Monday, July 10, 2006

SONG: "Lovestain" - Jose Gonzalez (Veneer, 2005)



Ever since the appearance of his single Heartbeats in a recent Sony Bravia TV ad campaign (you know, the one with all the coloured dots bouncing down the road), this previously-unknown Swedish singer-songwriter’s unassuming debut album has been hurtling off the shelves at an alarming rate. I say ‘alarming’ because the record itself looks like becoming a true anomaly in this day and age: a down-tempo offering from an independent solo artist that’s not only really good but also exhibits serious crossover potential without fear of its integrity becoming tarnished. Presumably for many of you your reaction upon first hearing Heartbeats was comparable to my own: if memory serves, I believe my response was simply “God, whoever the hell that’s by, it’s wonderful…”


The track itself is actually a cover of a Bjork-esque dance song by loopy electronic duo The Knife.
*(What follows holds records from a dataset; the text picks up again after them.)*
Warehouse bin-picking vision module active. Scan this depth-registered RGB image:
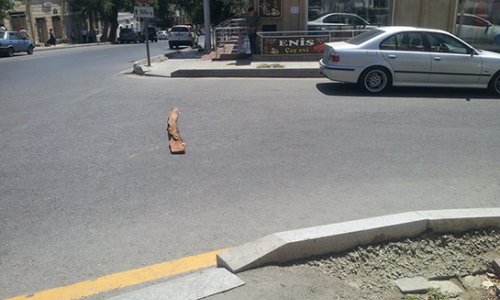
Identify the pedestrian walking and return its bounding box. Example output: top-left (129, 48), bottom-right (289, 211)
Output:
top-left (245, 7), bottom-right (260, 54)
top-left (46, 28), bottom-right (57, 47)
top-left (69, 28), bottom-right (76, 44)
top-left (80, 28), bottom-right (87, 44)
top-left (19, 27), bottom-right (30, 39)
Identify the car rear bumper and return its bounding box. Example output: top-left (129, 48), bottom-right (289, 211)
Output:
top-left (319, 60), bottom-right (359, 83)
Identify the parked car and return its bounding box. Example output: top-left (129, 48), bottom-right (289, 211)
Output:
top-left (140, 26), bottom-right (158, 43)
top-left (158, 30), bottom-right (168, 40)
top-left (456, 14), bottom-right (500, 45)
top-left (319, 26), bottom-right (500, 95)
top-left (0, 31), bottom-right (35, 56)
top-left (168, 25), bottom-right (198, 49)
top-left (118, 28), bottom-right (141, 44)
top-left (307, 13), bottom-right (378, 30)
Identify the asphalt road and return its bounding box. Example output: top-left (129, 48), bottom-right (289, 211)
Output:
top-left (0, 42), bottom-right (500, 298)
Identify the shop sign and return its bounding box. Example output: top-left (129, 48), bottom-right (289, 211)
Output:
top-left (262, 35), bottom-right (330, 55)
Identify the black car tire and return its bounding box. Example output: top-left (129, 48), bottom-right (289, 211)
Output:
top-left (358, 67), bottom-right (392, 94)
top-left (488, 71), bottom-right (500, 96)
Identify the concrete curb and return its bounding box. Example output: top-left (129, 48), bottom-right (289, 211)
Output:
top-left (108, 268), bottom-right (245, 300)
top-left (217, 208), bottom-right (500, 273)
top-left (170, 68), bottom-right (322, 78)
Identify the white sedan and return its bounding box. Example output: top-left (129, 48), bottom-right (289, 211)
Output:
top-left (319, 26), bottom-right (500, 95)
top-left (456, 14), bottom-right (500, 45)
top-left (307, 13), bottom-right (378, 31)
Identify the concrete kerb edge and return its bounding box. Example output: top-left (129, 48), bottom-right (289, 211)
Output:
top-left (170, 68), bottom-right (322, 78)
top-left (217, 208), bottom-right (500, 273)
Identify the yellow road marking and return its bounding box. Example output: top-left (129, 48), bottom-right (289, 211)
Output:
top-left (5, 249), bottom-right (224, 300)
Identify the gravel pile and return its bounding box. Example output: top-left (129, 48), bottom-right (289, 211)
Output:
top-left (288, 229), bottom-right (500, 299)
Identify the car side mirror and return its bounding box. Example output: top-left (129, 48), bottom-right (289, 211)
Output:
top-left (484, 23), bottom-right (491, 33)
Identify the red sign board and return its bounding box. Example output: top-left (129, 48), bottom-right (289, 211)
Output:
top-left (262, 35), bottom-right (330, 55)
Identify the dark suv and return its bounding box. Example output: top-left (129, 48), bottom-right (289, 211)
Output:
top-left (118, 28), bottom-right (139, 44)
top-left (141, 26), bottom-right (158, 43)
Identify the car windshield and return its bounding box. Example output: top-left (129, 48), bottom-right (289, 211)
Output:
top-left (346, 29), bottom-right (384, 45)
top-left (172, 27), bottom-right (189, 32)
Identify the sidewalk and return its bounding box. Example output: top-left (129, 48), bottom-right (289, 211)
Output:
top-left (133, 49), bottom-right (321, 78)
top-left (107, 208), bottom-right (500, 300)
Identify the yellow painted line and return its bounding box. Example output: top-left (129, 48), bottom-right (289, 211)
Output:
top-left (5, 249), bottom-right (225, 300)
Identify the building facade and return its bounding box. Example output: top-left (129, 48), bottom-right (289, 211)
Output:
top-left (3, 0), bottom-right (67, 45)
top-left (249, 0), bottom-right (500, 49)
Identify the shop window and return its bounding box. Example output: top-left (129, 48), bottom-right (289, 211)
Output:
top-left (308, 0), bottom-right (392, 25)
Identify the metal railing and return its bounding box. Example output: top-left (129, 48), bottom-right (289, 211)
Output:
top-left (214, 18), bottom-right (249, 56)
top-left (212, 18), bottom-right (371, 57)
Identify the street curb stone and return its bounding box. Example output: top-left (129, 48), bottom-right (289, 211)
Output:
top-left (108, 268), bottom-right (245, 300)
top-left (217, 208), bottom-right (500, 273)
top-left (394, 276), bottom-right (432, 294)
top-left (170, 68), bottom-right (322, 78)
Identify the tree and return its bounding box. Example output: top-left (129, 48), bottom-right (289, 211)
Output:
top-left (173, 0), bottom-right (248, 24)
top-left (0, 0), bottom-right (14, 20)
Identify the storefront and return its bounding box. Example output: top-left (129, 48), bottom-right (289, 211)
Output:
top-left (4, 0), bottom-right (66, 45)
top-left (253, 0), bottom-right (500, 55)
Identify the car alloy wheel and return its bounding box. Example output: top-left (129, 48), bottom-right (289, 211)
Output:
top-left (490, 72), bottom-right (500, 95)
top-left (361, 68), bottom-right (390, 93)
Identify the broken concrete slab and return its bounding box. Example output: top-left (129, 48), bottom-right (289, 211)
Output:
top-left (217, 213), bottom-right (427, 272)
top-left (491, 258), bottom-right (500, 277)
top-left (460, 275), bottom-right (488, 289)
top-left (217, 208), bottom-right (500, 272)
top-left (430, 280), bottom-right (464, 298)
top-left (416, 207), bottom-right (500, 233)
top-left (109, 268), bottom-right (245, 300)
top-left (394, 276), bottom-right (432, 294)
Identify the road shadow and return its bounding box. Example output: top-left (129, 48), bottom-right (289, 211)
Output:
top-left (316, 82), bottom-right (500, 101)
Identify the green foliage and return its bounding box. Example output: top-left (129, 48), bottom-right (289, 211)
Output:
top-left (0, 0), bottom-right (14, 20)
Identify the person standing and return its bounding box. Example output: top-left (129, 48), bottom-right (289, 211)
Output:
top-left (19, 27), bottom-right (30, 39)
top-left (80, 27), bottom-right (87, 44)
top-left (245, 7), bottom-right (259, 55)
top-left (47, 28), bottom-right (57, 47)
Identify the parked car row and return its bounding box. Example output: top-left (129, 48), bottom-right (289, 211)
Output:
top-left (118, 26), bottom-right (158, 44)
top-left (118, 25), bottom-right (198, 49)
top-left (320, 26), bottom-right (500, 95)
top-left (0, 31), bottom-right (35, 56)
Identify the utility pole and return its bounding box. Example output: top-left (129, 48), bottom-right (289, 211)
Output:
top-left (203, 0), bottom-right (212, 53)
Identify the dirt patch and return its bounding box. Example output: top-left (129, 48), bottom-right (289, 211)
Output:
top-left (209, 229), bottom-right (500, 300)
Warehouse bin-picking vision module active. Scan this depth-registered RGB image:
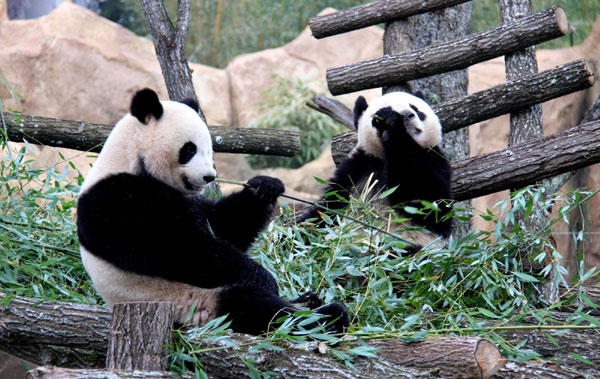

However, like all great cover artists, González completely reinvents the track to make it his own by picking up on the song’s hidden depths and emotional frailties (he’s also reworked Kylie Minogue’s kitsch 1988 hit Hand On Your Heart to equally impressive effect).


I bought his debut LP Veneer the other week on the strength of this track alone. Like Elliott Smith’s earliest releases, the record is self-produced and thus has an endearingly dusky lo-fi quality to it which not only really adds to its overall character but oftentimes recalls the delicate sound of Nick Drake. It clocks in at just over half an hour and rarely progresses above a hushed whisper – indeed, it’s so intimately recorded that you can hear every scrape and squeak along the frets, every breath inhaled and every shift in expression, no matter how subtle.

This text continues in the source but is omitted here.